そして聴く者を元気づけてくれるような不思議な魅力があった。

 

再び缶に視線を戻し、中に入っていたCDジャケットを見ていく。

すると、最奥に写真を発見した。

 

綺麗な写真立てに、一枚の写真が飾られていた。

 

俺はそれも見つめていた。

若干の違和感を覚えながら。

 

 

「面白そうなものがありましたわね。少し、お借りしますわ」

 

 

狂三は写真と残っていたCDを一枚重ねて片手で持つと、空いている方の手をバッと掲げる。
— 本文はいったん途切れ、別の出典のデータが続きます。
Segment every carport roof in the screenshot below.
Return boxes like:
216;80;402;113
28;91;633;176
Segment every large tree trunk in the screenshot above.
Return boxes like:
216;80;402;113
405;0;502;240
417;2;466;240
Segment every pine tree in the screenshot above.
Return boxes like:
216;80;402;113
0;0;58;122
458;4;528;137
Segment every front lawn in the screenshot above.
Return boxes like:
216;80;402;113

すると、狂三の影から古式の短銃が飛び出してきて、狂三の手に収まった。

 

 

「〈刻々帝〉―――【一〇の弾】」

 

 

次いで狂三が言うと、影の一部に『Ⅹ』の紋様が輝き、そこから影が漏れ出すように滲んで、短銃の銃口に吸い込まれた。

 

そうしてkら狂三は、写真とCDを側頭部に触れさせ、それに向かって短銃を構えた。

まるで銃弾を、写真とCDですせ豪としているかのようだ。

そのまま躊躇いなく短銃の引き金を引いた。

銃弾はもちろん写真とCDを貫通し、狂三の頭に突き刺さる。

 

 

「なるほど―――そいういことでしたの。断片的ですけれど、彼女に覚えていた違和感の正体がわかりましたわ」

「あぁ……」

「あぁ、刃さんも何かしたんですの?」

 

 

狂三は俺が見栄を張っていると思っているのだろうか、笑っている。

俺が見栄を張るわけがないだろう。

 

 

「まぁな」

 

 

適当に返す。

本当は、《答えを出す程度の能力》で美九の過去に着いて調べただけだ。

最初からそうすればよかった。

 

そんなことを考えているときだった。

 

窓ガラスが微かに揺れたかと思うと、すぐに外からすさまじい音が流れてきた。

 

だがそれは警報ではなかった。

音楽だ。

パイプオルガンで奏でたような荘厳な音と、聴く者を虜にするであろう美声によって紡がれた歌が街に響き始めた。

これは美九の仕業だ。

それにしても―――

 

うるさい。

 

流石にうるさい。

こんな大音量で流されては、名曲も形無しだ。

 

 

「あらあら、随分と派手にやってくれますわね」

 

 

狂三が可笑しそうに、しかしどこか気にさわるといった様子であごに指を当てる。

 

 

「―――狂三」

「は、はい!!」

 

 

狂三が驚きながらも、返事を返してきた。

どうしたのだろうか?

 

 

「行くぞ。あの歌姫を迎えにな」

「よ、喜んで!!」

 

 

狂三はそう言うと、スカートのすそを摘み上げた。